Il avait conservé mon ruban blanc au moment de quitter le pavillon des Impératrices. Mais il ne m'avait pas touché. Je m'étais éveillée au milieu d'une couche froide, un goût amer dans la bouche. C'était le saké dont je m'étais saoulée pratiquement toute la nuit, noyant ma colère et ma persistante solitude. Fixant le plafond aux sculptures magnifiques, je m'interrogeai avec gravité : m'avait-il trouvé laide? L'étais-je comparé à ses concubines dont on ne devait pas parler ?

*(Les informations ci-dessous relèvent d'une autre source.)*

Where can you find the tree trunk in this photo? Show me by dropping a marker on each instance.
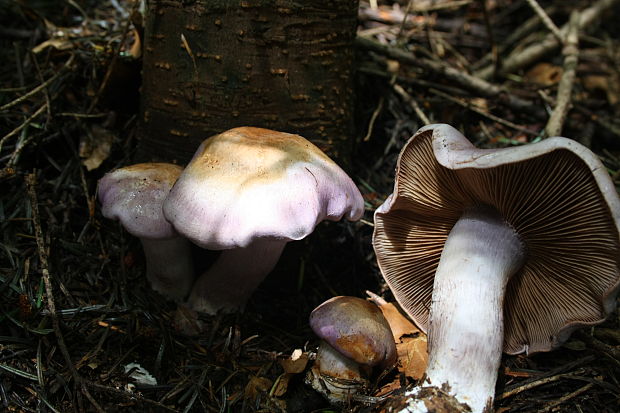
(211, 65)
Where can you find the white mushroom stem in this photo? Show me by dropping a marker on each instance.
(466, 331)
(169, 266)
(233, 277)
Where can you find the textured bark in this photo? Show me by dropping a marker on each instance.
(214, 65)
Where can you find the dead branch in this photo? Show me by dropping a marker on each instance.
(31, 182)
(521, 58)
(463, 79)
(544, 17)
(565, 87)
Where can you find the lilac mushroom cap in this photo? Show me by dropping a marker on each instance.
(249, 191)
(134, 195)
(355, 337)
(517, 247)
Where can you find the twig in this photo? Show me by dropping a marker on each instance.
(463, 79)
(544, 17)
(492, 43)
(565, 88)
(41, 87)
(130, 396)
(483, 113)
(117, 52)
(23, 125)
(412, 102)
(523, 57)
(566, 398)
(516, 35)
(32, 194)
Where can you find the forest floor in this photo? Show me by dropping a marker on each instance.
(75, 308)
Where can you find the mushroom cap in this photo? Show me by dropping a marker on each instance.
(249, 183)
(558, 197)
(356, 328)
(134, 196)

J'étais faible et ignorante. Une piètre impératrice, somme toute. Et je me ferai dévorer si je ne réagissais pas. J'avais l'impression douloureuse que mon époux ne serait peut-être pas le soutien escompté. Quoiqu'il en était, nous étions liés, lui et moi. Il ne pourrait pas le nier éternellement. Il avait sept jours pour consommer notre union. Je souris bêtement, me retournant dans mon lit immense. Un jour était déjà passé. On lui pardonnerait ce premier écart : la fatigue, l'émotion, etc. Sept écarts, en revanche, ne sauraient être pardonnés. Quant à ces concubines impériales, je n'étais pas dupe. Si l'une d'entre elles enfantait avant moi – voire après, son bâtard serait un obstacle à l'héritier que je concevrai.

A l'entrée, dans mes appartements décorés pour l'occasion, une petite cloche retentit, signe qu'une servante demandait à se présenter. Je détestais ce son aigu.

« -Entre », ordonnai-je d'une voix fluette bien que tremblante.

« -Ojou-sama » s'inclina-t-elle sitôt arrivée face au lit. Ses cheveux sombre étaient sobrement attachées dans un chignon indiquant qu'elle était mariée. Elle semblait pourtant jeune. « -Vous devez être prête pour ce soir. Il est midi et... »

Je remarquai ses yeux curieux s'attarder sur le repas que je n'avais pas entamé.

« -Votre garde personnel sera là bientôt pour vous accompagner lors de vos déplacements.

-Bien, soupirai-je en me redressant lentement. Prépare-moi, alors. J'ai hâte de voir ce que donne la coiffure des épouses sur ma personne.

-Si je puis me permettre, Ojou-sama, osa-t-elle, il a été officialisé ce matin que votre dame de compagnie serait Hinata Hyûga. L'empereur en a décidé ainsi. »

Joie. Bonheur. Mon mari me rendait ainsi un immense service en rapprochant de moi, une de mes rivales redoutées. C'était ce que j'avais espéré. Tandis que je m'installais devant ma coiffeuse toute de pierres précieuses incrustées, j'admirais mon pâle reflet. Une fois mes cheveux coiffés, je plongerais dans un bain salvateur afin de donner une seconde vie à mes traits tirés de fatigue. Mes yeux étaient encore gonflés et rougis par les pleurs incessants qui étaient survenus cette nuit. Entre deux mouvements de la domestique, j'aperçus dans le miroir, la silhouette discrète de Saï. Au travers de la glace, il me fixait avec un fin sourire aux lèvres. Depuis quand était-il arrivé? Je finis par détourner mon attention, gênée par sa présence.